Exposition organisée par l’École Municipale d’Arts Plastiques de Limay

, Ayda-Su Nuroğlu , Cécile Marical , Christine Bouvier-Bernard , Muriel Baumgartner et Pascale Parrein

« Où est le réel : au ciel ou au fond des eaux ? L’infini, en nos songes, est aussi profond au firmament que sous les ondes. » (L’eau et les rêves, G. Bachelard)

La cellule est la plus petite unité vivante capable de se reproduire de façon autonome et le corps humain en compte cent mille milliards, en plus d’être colonisé par des organismes unicellulaires (bactéries) dans une proportion une à dix fois supérieure ! Les cellules se développent et prennent vie sur la terre grâce à l’eau. Indispensable à la vie, l’eau symbolise l’origine de toute création, elle est présente dans toutes les phases de l’existence, depuis l’apparition de la vie jusqu’à la mort, et même lors de la putréfaction.

L’élément liquide est en cela un lieu de passage, créant un espace intermédiaire d’un monde à l’autre, du monde des vivants au royaume des morts, il est le médium qui permet de faire le voyage, d’aller « de l’autre côté ». La mort est inhérente à la vie. Elle prend dans notre imaginaire de multiples visages, de multiples formes, elle se dessine par nos tentatives égotiques ou spirituelles d’explorer l’inconnu, et ce, malgré nos peurs conscientes ou inconscientes.
Dans la mythologie grecque, l’eau parcourt les Enfers dont elle alimente les fleuves : Achéron, le fleuve du chagrin, Styx, le fleuve de la haine, Léthé, le fleuve de l’oubli, Cocyte, le torrent des lamentations et Phlégéthon, la rivière de flammes. Oui, le fluide peut être feu.

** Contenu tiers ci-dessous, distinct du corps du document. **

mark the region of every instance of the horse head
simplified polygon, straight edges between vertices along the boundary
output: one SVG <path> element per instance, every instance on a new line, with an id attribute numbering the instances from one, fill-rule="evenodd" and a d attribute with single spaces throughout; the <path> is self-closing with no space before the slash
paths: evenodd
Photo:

C’est dans les profondeurs qu’Hypnos vit près de Léthé. Fils de la nuit et frère jumeau de Thanatos, il nous gouverne en même temps qu’il est vital à notre équilibre. Il sait se changer en oiseau pour endormir les dieux, jusqu’à désigner sur nos tombeaux l’éternel sommeil. Ainsi il survole notre monde, nous plonge littéralement dans notre inconscient et nous garde la nuit tandis que Thanatos veille quelque part, attendant son heurt.

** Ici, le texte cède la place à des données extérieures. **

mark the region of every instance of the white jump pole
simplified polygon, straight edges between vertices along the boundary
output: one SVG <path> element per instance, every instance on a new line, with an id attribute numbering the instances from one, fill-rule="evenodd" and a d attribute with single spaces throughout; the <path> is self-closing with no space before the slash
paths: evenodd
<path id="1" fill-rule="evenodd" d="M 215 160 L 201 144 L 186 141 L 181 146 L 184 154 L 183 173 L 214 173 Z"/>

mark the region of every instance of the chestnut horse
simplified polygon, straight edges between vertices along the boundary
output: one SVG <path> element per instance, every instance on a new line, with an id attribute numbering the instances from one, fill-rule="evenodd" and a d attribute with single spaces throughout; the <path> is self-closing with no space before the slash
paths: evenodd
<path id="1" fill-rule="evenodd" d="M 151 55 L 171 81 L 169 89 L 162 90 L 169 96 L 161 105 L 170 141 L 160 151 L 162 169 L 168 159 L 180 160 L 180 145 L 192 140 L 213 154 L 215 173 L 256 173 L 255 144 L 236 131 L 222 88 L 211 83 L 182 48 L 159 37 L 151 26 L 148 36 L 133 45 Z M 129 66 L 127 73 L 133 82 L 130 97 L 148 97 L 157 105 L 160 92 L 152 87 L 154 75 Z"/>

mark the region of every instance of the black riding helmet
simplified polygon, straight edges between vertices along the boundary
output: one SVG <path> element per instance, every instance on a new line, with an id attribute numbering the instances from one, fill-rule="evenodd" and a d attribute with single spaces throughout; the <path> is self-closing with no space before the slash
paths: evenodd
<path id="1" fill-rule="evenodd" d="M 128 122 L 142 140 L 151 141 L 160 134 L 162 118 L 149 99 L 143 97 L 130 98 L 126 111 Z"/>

C’est peut-être dans ces espaces que la magie des esprits invisibles opère sur nos âmes. En tout cas, des forces habitent notre monde, qu’il soit minéral, végétal, animal ou humain. De là, dans ses croyances l’homme crée son humanité (terrestre) et son devenir (spirituel).

Mais Hypnos est aussi le père de Morphée, initiateur de nos songes, et l’artiste s’en inspire ; en quête d’une puissante mythologie, il travaille à l’écoute de son inconscient et de sa part de rêve. Rêver se veut échapper à la mort. Explorer l’inconnu, n’est-ce pas le territoire de prédilection pour l’artiste ? Aller en soi, se heurter au réel et témoigner de la vulnérabilité des choses, de la fragilité de la condition humaine, crier son regard au monde, et rêver - peut-être - à un monde dégagé de sa noirceur.

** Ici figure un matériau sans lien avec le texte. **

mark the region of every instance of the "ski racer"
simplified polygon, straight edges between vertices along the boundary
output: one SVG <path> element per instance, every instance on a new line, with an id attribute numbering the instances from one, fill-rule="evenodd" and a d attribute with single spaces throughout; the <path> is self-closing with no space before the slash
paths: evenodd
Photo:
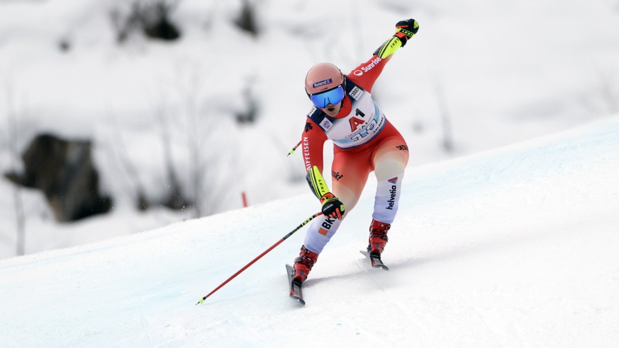
<path id="1" fill-rule="evenodd" d="M 307 180 L 322 204 L 294 260 L 294 282 L 306 280 L 325 245 L 357 204 L 370 172 L 377 180 L 367 251 L 380 257 L 398 211 L 408 148 L 374 102 L 372 88 L 385 64 L 419 28 L 414 19 L 396 24 L 395 34 L 367 62 L 344 75 L 330 63 L 312 66 L 305 91 L 313 104 L 301 136 Z M 333 143 L 333 190 L 323 176 L 325 141 Z"/>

Dans les gravures présentées pour la huitième biennale d’estampe contemporaine, les noirs de l’encre sont le pendant à la transparence de l’eau. Matière mystérieuse surgissant de la nuit des temps, l’eau déploie toutes ses nuances de transparences et de subtilités. Au cœur du vivant, diaphane, le noir et le blanc se jouent des jeux de miroirs, de reflet, de symétrie. Aléatoire, l’eau circule dans le format, calme, imprégnant le papier depuis l’encre du pinceau ou l’encre taille douce, elle figure sous forme d’ondulations noires émergeant ou enveloppant des formes mi-humaines ou végétales comme le mouvement d’une chevelure dans l’eau. Elle participe, habite et envahit l’image. Quand l’eau disparaît, tout est pétrifié, fossilisé et le vivant se fige, les visages sont fantomatiques, les regards lointains et vidés de leur présence si puissante. Que reste-t-il encore de la vie ? Les os ? Pour combien de temps ?

Le flux de l’eau se fait fil conducteur et guide le choix de ces quatre artistes ici rassemblées au centre d’exposition Les Réservoirs. Il s’agit de l’ancien réservoir d’eau de la ville de Limay datant de 1867. La gravure est un discours de l’empreinte à travers lequel chacune témoigne à sa manière du vivant qui façonne notre monde. Ainsi, Christine Bouvier développe un travail autour des notions de temps, de souvenir et d’image, Cécile Marical dédie sa création à la fragilité de la condition humaine et s’interroge sur la trace d’un « passé qui ne passe pas », Pascale Parrein explore des mondes invisibles à l’œil nu, des « petites choses » microscopiques, et Ayda-Su Nuroğlu établit un dialogue entre l’Orient et l’Occident tout en vagabondant entre l’homme et l’animal.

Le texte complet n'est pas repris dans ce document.